Post Incident Report (2023-08-24)

Summary

On 24th August 2023, at approximately 9am AEST (11pm UTC), Vivi’s engineering team were notified of issues related to showing the incorrect online/offline status for a number of Vivi devices. These issues were determined to have stemmed from attempted upgrades to our Heartbeat service. This service is responsible for handling the ‘heartbeat’ requests from Vivi devices, which in turn is used to determine whether a device will be marked as online or offline.

There had been a number of changes deployed to this Heartbeat service in an attempt to improve overall reliability and scalability of the service. It seems that at least one of these deployments had resulted in the service entering a state where it was no longer able to process requests fast enough, which resulted in a number of delayed Heartbeat requests, resulting in devices showing an incorrect online status.

This issue resulted in a number of customer’s seeing both their devices reporting as offline in Vivi Central as well as being greyed out and shown as offline in the Vivi Client.

Resolution

The service was monitored for the next hour from initial report time and it was deemed to have recovered and had re-entered a working state.

However, at approximately 4pm (6am UTC), the engineering team had determined that it would be safer to redeploy an older version of the Heartbeat service that had been proven to be reliable, to ensure that this issue would not occur again.

Affected Users

Following resolution, and based on the tickets that were raised by a number of schools, we were able to determine that this would have affected approximately 4500 devices. This issue would only have affected the ability to see a box as online/offline, it did not affect actually connectivity to, and usage of, each device and/or room.

As this occurred at the start of the school day, it is likely that a large number of teachers and/or admins would have been attempting to use the devices, and would have experienced issues with seeing their rooms as online.

Timeline

All times below are in AEST.

24th August 2023

9:00am: Initial reports raised to Vivi Support relating to schools experiencing issues where they were incorrectly seeing their devices/rooms marked as offline.

9:30am: Continued monitoring of the Vivi Heartbeat service showed that there had been degradation in the operating status of the service itself, however it was determined to have been slowly recovering.

10:00am: The Heartbeat service had returned to a reliable working state and monitoring of engineering devices had shown that the issue with incorrect online status' had been resolved.

4:00pm: Continued monitoring throughout the day had shown that the Heartbeat service had continued working as expected, however it was determined that to completely eliminate the chance of this happening again, we would redeploy an older version of the service that had proven reliability.

Root Cause Analysis

A root cause analysis identified a couple of key issues that had let to this outage:

  1. Scale Testing: It was determined that the updated service had not been tested for long enough with a large enough number of requests to reliably prove that it would have no issues handling production loads.

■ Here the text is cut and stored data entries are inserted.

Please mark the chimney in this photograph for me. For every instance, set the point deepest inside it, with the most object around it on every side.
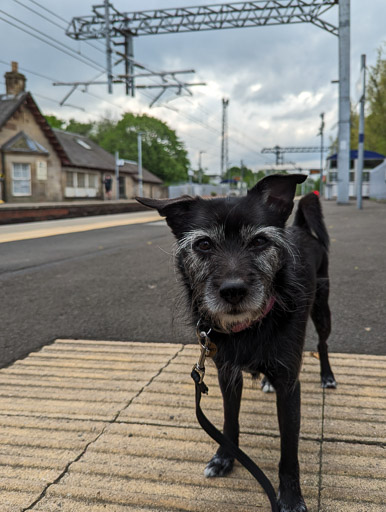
(14, 81)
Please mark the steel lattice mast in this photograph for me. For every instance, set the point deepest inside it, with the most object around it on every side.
(280, 151)
(123, 27)
(207, 17)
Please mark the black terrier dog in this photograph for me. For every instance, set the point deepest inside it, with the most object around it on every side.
(255, 282)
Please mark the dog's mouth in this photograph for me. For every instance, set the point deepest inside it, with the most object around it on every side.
(240, 322)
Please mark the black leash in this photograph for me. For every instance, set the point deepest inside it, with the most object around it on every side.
(208, 349)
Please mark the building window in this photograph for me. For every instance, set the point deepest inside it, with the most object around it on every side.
(92, 182)
(81, 180)
(21, 179)
(41, 170)
(333, 176)
(69, 179)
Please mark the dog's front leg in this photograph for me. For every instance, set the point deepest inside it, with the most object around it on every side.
(231, 388)
(288, 408)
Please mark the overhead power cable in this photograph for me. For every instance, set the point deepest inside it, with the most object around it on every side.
(87, 62)
(63, 26)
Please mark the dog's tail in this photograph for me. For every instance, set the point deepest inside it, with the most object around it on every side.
(309, 216)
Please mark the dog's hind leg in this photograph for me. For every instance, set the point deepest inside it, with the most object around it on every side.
(231, 388)
(321, 316)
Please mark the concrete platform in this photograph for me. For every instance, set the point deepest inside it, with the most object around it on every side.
(99, 426)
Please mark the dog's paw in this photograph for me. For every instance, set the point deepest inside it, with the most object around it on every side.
(266, 386)
(299, 507)
(218, 466)
(328, 381)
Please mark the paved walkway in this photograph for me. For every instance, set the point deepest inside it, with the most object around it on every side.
(89, 426)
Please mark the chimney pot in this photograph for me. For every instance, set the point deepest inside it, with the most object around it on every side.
(14, 81)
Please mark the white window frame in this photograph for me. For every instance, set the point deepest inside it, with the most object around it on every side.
(27, 179)
(87, 190)
(41, 170)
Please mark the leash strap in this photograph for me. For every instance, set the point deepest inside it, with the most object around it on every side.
(198, 373)
(235, 452)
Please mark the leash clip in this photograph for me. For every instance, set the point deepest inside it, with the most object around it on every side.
(208, 349)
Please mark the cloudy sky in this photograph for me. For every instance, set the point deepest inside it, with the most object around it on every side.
(277, 78)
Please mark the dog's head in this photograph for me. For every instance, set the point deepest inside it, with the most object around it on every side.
(230, 250)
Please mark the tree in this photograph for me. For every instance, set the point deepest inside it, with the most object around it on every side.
(162, 152)
(375, 127)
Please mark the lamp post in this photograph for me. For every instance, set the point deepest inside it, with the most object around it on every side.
(321, 132)
(140, 180)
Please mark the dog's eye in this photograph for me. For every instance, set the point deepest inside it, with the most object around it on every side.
(203, 245)
(259, 242)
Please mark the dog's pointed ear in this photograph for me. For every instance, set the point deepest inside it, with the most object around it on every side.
(175, 210)
(277, 191)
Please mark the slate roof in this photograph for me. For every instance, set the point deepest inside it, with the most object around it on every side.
(147, 176)
(75, 147)
(9, 104)
(70, 147)
(83, 152)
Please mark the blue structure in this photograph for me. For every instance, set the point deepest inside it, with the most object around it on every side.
(372, 159)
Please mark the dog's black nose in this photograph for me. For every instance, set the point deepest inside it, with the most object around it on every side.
(233, 291)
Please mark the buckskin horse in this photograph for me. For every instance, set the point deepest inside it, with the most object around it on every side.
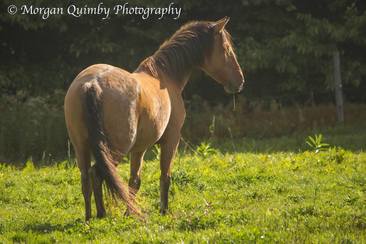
(110, 112)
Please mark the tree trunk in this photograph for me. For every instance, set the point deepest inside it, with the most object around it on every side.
(338, 86)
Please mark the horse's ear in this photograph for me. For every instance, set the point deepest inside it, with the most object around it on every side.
(220, 24)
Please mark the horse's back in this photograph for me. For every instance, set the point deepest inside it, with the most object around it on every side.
(119, 104)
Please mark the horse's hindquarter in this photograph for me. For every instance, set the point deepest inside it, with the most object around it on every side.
(155, 109)
(136, 108)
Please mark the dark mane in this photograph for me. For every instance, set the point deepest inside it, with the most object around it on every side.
(185, 50)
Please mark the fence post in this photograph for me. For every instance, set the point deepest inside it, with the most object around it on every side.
(338, 86)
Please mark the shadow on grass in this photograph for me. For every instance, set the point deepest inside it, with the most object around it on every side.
(48, 227)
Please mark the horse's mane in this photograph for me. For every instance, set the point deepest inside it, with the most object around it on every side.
(184, 50)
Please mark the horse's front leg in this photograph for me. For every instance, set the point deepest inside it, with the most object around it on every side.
(135, 174)
(168, 150)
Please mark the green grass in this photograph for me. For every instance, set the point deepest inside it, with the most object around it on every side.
(289, 196)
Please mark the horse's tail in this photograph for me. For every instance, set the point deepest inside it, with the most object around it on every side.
(104, 162)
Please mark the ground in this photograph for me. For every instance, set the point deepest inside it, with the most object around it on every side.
(217, 195)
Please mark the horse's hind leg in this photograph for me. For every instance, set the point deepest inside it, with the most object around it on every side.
(135, 174)
(83, 160)
(98, 192)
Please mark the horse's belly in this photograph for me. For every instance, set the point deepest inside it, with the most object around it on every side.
(152, 123)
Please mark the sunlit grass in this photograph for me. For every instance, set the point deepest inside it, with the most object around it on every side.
(216, 196)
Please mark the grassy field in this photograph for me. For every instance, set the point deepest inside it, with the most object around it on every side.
(248, 191)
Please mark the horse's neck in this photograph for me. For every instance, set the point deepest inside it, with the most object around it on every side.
(148, 66)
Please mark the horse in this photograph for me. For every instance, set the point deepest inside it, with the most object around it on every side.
(111, 112)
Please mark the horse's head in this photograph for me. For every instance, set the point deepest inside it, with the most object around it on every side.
(221, 63)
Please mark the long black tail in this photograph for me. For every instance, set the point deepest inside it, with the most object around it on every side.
(105, 165)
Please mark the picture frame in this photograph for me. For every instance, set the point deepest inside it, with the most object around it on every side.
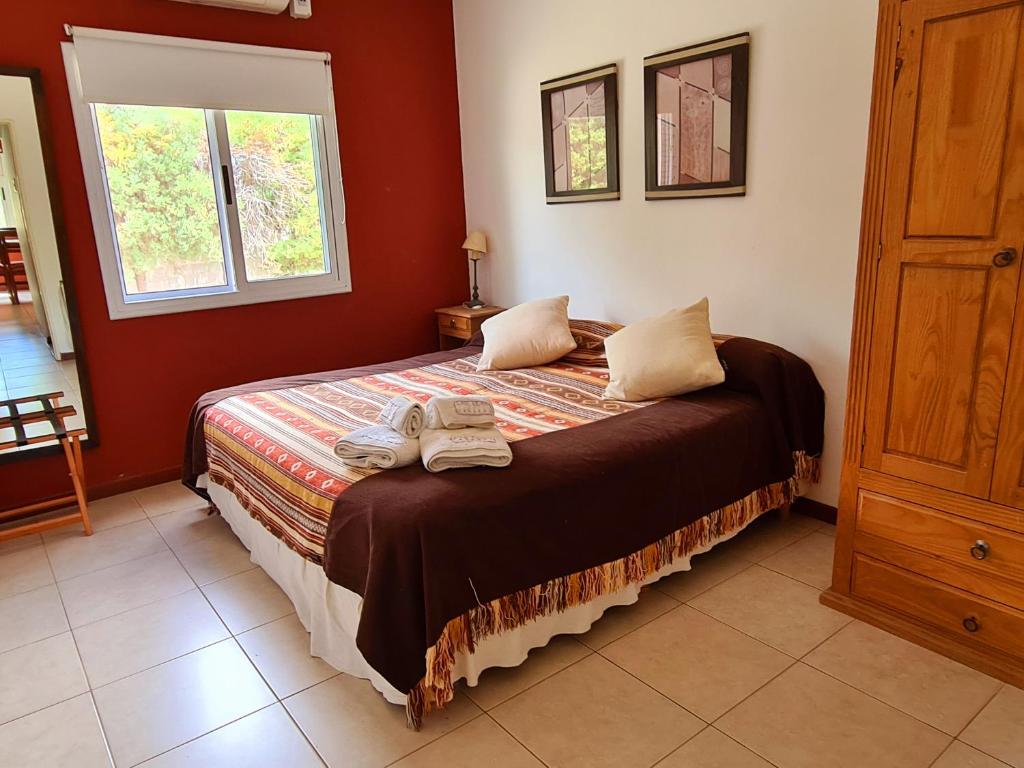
(695, 101)
(580, 122)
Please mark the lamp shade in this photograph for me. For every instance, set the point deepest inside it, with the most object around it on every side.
(475, 242)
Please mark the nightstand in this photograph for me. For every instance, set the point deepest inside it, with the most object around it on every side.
(457, 324)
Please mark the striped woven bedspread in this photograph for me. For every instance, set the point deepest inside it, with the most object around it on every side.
(274, 450)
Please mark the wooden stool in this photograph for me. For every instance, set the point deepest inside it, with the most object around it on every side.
(14, 415)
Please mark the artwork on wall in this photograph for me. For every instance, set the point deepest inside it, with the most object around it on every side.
(695, 120)
(581, 135)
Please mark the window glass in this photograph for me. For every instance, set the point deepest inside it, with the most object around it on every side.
(275, 163)
(163, 202)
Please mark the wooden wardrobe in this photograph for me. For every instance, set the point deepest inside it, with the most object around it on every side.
(930, 544)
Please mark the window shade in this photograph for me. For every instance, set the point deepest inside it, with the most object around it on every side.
(129, 69)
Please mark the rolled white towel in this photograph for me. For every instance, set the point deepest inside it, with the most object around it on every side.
(404, 416)
(472, 446)
(460, 412)
(378, 446)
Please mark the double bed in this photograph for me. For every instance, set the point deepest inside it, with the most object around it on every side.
(415, 581)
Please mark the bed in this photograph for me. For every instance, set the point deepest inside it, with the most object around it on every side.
(415, 581)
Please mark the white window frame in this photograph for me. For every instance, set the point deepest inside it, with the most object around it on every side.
(239, 290)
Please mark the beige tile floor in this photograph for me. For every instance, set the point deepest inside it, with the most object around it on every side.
(27, 365)
(157, 642)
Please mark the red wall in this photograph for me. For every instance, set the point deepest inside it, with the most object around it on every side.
(394, 80)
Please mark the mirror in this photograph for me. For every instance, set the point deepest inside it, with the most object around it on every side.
(41, 348)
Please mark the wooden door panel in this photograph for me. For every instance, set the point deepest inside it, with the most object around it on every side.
(967, 73)
(954, 197)
(1008, 479)
(941, 311)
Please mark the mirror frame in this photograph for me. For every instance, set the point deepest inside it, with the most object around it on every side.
(91, 439)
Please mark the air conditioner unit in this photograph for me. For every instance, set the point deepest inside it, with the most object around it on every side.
(260, 6)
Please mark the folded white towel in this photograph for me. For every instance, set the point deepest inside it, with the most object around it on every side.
(404, 416)
(460, 412)
(377, 446)
(472, 446)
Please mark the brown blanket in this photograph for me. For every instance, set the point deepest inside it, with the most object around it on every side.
(424, 550)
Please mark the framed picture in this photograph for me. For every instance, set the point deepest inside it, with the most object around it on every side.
(581, 135)
(695, 120)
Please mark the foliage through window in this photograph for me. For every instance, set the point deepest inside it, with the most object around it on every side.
(206, 201)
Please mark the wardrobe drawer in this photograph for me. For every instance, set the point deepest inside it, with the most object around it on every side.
(935, 603)
(981, 548)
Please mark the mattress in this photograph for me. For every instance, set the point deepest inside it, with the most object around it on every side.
(602, 497)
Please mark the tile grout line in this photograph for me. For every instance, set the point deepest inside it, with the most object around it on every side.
(515, 738)
(398, 759)
(233, 637)
(206, 733)
(85, 674)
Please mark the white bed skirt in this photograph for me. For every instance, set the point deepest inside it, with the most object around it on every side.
(331, 612)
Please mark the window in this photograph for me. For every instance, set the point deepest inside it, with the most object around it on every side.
(206, 205)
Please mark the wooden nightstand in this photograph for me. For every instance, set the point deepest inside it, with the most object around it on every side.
(457, 324)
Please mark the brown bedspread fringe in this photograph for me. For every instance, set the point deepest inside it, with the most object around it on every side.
(554, 596)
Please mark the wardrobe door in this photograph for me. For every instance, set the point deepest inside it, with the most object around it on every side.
(949, 261)
(1008, 481)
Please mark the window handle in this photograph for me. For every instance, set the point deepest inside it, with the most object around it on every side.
(226, 175)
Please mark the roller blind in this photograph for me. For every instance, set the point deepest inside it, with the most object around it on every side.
(130, 69)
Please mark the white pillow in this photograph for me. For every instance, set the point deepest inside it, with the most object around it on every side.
(529, 334)
(672, 353)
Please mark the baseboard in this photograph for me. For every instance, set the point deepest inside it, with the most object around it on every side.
(124, 484)
(817, 510)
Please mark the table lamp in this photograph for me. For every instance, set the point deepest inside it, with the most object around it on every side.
(476, 247)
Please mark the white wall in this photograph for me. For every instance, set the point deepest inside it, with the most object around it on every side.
(777, 264)
(17, 109)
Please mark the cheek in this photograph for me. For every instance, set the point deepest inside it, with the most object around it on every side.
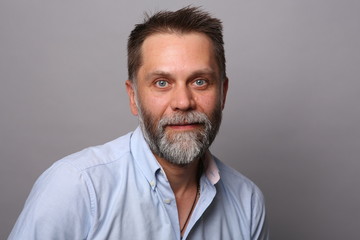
(155, 104)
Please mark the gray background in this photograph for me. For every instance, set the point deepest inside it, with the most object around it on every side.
(291, 121)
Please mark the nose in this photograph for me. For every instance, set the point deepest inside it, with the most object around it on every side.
(182, 99)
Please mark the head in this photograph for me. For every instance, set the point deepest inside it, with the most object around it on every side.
(177, 83)
(182, 21)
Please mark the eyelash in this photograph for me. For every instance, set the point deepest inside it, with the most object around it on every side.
(204, 82)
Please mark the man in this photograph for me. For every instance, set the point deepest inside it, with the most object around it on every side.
(160, 181)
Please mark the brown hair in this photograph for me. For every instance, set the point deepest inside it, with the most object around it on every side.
(185, 20)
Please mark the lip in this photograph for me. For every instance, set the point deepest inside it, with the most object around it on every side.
(185, 126)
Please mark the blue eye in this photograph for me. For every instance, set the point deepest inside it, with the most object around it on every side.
(200, 82)
(161, 83)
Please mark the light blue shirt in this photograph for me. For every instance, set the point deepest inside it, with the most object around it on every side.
(119, 191)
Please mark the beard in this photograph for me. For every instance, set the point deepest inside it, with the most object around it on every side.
(180, 148)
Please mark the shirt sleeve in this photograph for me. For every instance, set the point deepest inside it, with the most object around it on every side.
(58, 207)
(259, 227)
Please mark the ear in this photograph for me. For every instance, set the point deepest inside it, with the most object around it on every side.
(224, 93)
(131, 93)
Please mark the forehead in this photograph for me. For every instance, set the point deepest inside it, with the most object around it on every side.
(174, 52)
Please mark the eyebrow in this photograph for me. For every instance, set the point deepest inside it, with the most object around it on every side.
(160, 73)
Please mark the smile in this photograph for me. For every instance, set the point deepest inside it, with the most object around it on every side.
(184, 126)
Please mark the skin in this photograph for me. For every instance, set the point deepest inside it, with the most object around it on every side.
(179, 73)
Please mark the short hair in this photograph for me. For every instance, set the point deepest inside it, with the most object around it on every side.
(185, 20)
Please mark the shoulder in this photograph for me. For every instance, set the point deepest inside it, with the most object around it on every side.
(98, 156)
(238, 184)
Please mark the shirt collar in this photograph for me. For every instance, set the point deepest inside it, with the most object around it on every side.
(211, 169)
(143, 156)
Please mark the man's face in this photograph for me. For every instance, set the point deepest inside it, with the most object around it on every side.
(179, 95)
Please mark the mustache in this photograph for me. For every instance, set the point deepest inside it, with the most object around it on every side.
(184, 118)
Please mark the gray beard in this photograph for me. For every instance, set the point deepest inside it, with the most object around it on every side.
(184, 147)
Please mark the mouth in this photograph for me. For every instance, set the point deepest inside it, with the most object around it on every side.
(184, 126)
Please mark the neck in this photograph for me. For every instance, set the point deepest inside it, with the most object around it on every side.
(181, 177)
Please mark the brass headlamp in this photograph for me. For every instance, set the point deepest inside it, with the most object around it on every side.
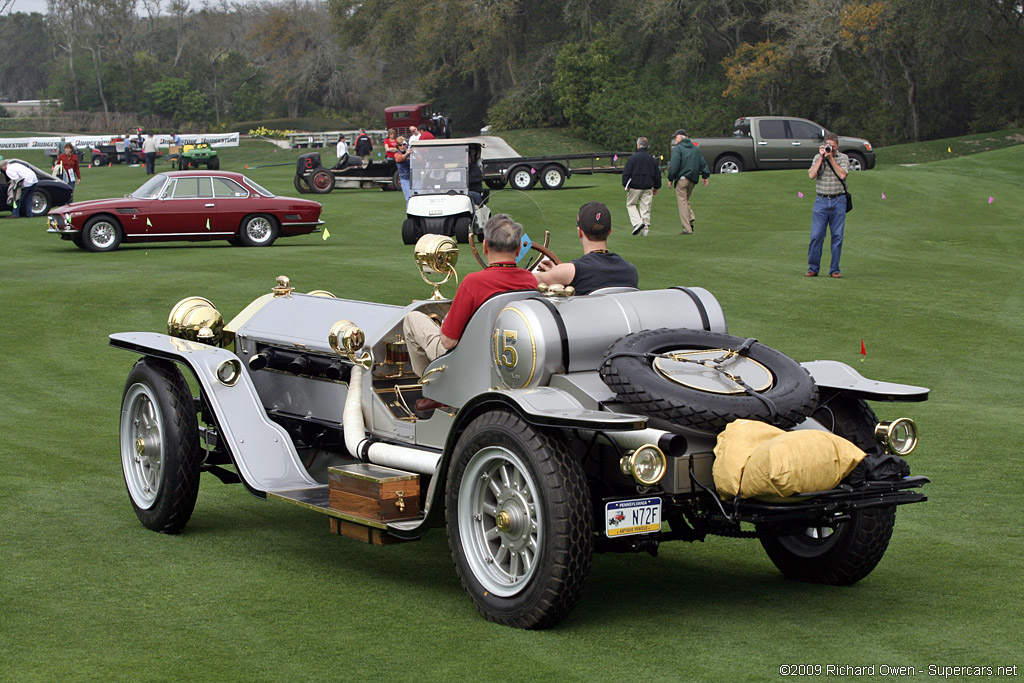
(436, 255)
(196, 318)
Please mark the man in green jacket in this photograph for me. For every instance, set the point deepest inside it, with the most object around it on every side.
(685, 167)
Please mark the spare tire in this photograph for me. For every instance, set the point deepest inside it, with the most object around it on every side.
(685, 388)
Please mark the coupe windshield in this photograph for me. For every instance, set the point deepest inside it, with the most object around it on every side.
(437, 170)
(259, 188)
(151, 188)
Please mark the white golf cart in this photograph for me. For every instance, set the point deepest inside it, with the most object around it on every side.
(448, 195)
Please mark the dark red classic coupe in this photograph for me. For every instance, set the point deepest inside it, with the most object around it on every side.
(195, 206)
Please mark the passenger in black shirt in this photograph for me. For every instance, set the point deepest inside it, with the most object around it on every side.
(597, 267)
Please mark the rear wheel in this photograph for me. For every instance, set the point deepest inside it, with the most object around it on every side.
(322, 181)
(843, 554)
(410, 231)
(522, 177)
(462, 225)
(101, 233)
(518, 520)
(258, 230)
(552, 177)
(729, 164)
(160, 454)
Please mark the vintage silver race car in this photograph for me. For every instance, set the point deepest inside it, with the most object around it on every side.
(566, 425)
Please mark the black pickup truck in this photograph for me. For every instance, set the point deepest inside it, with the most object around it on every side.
(767, 142)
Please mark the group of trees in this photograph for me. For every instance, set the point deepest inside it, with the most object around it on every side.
(888, 70)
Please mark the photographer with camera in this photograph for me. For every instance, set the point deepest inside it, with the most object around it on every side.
(829, 170)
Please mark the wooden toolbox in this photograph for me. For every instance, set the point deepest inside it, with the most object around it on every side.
(373, 492)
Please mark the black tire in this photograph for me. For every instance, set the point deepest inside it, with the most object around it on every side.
(635, 381)
(41, 203)
(410, 231)
(258, 230)
(522, 177)
(729, 164)
(849, 552)
(552, 177)
(528, 569)
(101, 233)
(462, 227)
(321, 181)
(160, 454)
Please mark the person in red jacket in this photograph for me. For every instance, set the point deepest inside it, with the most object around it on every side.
(67, 168)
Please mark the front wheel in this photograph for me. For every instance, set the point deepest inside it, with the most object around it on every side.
(322, 181)
(552, 177)
(41, 203)
(518, 521)
(522, 177)
(101, 233)
(729, 164)
(258, 230)
(160, 454)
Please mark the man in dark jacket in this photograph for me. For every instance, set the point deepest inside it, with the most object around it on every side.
(685, 167)
(642, 179)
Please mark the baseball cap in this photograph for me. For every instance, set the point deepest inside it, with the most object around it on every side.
(594, 216)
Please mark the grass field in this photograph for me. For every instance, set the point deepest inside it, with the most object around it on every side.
(260, 591)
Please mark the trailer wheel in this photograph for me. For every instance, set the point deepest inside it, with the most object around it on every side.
(160, 454)
(729, 164)
(522, 177)
(519, 521)
(552, 177)
(322, 181)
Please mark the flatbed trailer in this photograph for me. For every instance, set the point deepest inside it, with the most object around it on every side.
(524, 172)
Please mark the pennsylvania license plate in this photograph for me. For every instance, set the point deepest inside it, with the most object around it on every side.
(641, 515)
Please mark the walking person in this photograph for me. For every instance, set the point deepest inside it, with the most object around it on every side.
(685, 168)
(642, 179)
(150, 148)
(828, 170)
(67, 168)
(401, 159)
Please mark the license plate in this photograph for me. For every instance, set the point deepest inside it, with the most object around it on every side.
(641, 515)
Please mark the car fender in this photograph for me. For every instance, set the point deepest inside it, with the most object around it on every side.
(843, 378)
(260, 449)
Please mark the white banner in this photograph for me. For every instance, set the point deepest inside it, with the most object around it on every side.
(215, 140)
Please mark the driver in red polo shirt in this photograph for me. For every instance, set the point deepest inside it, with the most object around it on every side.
(502, 238)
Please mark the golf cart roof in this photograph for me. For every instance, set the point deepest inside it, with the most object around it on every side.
(449, 142)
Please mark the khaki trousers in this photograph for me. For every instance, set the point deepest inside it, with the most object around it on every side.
(423, 339)
(683, 189)
(638, 206)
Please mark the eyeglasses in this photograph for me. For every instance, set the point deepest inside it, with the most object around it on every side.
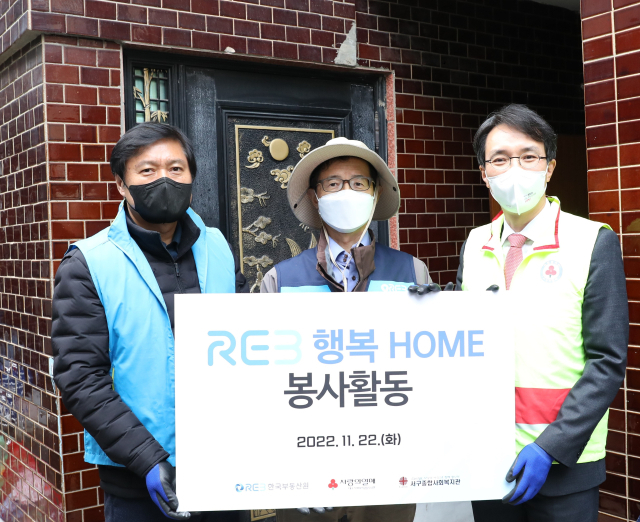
(527, 161)
(358, 183)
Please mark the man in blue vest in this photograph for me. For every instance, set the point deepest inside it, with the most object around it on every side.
(113, 321)
(339, 189)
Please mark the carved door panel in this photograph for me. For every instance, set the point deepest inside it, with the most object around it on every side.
(249, 132)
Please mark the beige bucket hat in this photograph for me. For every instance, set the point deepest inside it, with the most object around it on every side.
(388, 200)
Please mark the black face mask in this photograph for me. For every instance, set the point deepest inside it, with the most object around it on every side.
(161, 201)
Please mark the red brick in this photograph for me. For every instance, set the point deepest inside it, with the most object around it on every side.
(91, 114)
(93, 153)
(53, 53)
(146, 34)
(600, 114)
(81, 25)
(596, 26)
(79, 56)
(599, 92)
(108, 59)
(598, 48)
(67, 230)
(204, 7)
(63, 113)
(64, 190)
(236, 43)
(192, 21)
(64, 152)
(284, 17)
(627, 18)
(49, 22)
(630, 154)
(285, 50)
(244, 28)
(259, 47)
(309, 53)
(629, 109)
(61, 73)
(132, 13)
(603, 201)
(81, 95)
(298, 35)
(94, 191)
(601, 135)
(82, 172)
(332, 24)
(67, 6)
(217, 24)
(273, 32)
(163, 17)
(95, 9)
(82, 133)
(176, 37)
(259, 13)
(94, 76)
(82, 210)
(323, 38)
(206, 41)
(115, 30)
(109, 134)
(600, 70)
(233, 9)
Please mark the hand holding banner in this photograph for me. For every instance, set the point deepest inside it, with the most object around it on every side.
(342, 399)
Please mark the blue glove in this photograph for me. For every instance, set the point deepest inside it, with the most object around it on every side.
(161, 483)
(529, 470)
(305, 511)
(428, 288)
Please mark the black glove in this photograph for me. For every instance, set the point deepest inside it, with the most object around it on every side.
(431, 287)
(161, 483)
(305, 511)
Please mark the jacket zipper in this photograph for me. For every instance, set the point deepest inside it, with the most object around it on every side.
(178, 277)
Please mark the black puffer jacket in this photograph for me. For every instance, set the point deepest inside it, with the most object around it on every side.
(80, 341)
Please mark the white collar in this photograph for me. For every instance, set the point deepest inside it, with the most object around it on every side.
(336, 249)
(536, 230)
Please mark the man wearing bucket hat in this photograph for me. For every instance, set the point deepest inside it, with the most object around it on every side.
(340, 188)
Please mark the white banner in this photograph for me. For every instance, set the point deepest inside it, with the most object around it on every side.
(326, 399)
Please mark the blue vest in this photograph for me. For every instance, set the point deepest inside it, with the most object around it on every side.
(141, 344)
(394, 271)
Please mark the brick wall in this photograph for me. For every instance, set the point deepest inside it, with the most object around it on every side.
(83, 117)
(611, 33)
(30, 465)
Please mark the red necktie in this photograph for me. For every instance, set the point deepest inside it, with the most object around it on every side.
(514, 257)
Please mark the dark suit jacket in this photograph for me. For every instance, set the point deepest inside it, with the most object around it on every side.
(605, 329)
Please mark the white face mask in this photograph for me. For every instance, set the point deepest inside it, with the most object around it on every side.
(347, 210)
(518, 190)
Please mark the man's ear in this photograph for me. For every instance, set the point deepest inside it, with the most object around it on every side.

  2. Inadequate Monitoring: It was also determined that with more reliable monitoring of this service, the issue could have been identified much earlier and an older version of the service could have been deployed much quicker, meaning customers would likely not have noticed an outage.

Corrective and Preventative Measures

This outage has resulted in the engineering team identifying two key points of correction and prevention to ensure that an outage like this does not occur again

Prioritised Scale Testing

  • It is clear that the upgrades to this service need to be thoroughly tested at production loads (and beyond) for a longer period of time to ensure that if there are any issues that may occur, they are caught before it is deployed to production.

  • Vivi’s engineering team will ensure rigorous scale testing is performed in our staging environment on the new service for an extended period of time to ensure that customers will not experience a similar outage again.

Effective Monitoring

  • This issue has made it clear that more effective monitoring relating to our Heartbeat service needs to be put in place such that similar problems can be identified and resolved quickly.

  • The Vivi engineering team will work to introduce better monitoring of the Heartbeat service to ensure any issues are identified quickly, as well as their causes, to ensure a prompt resolution.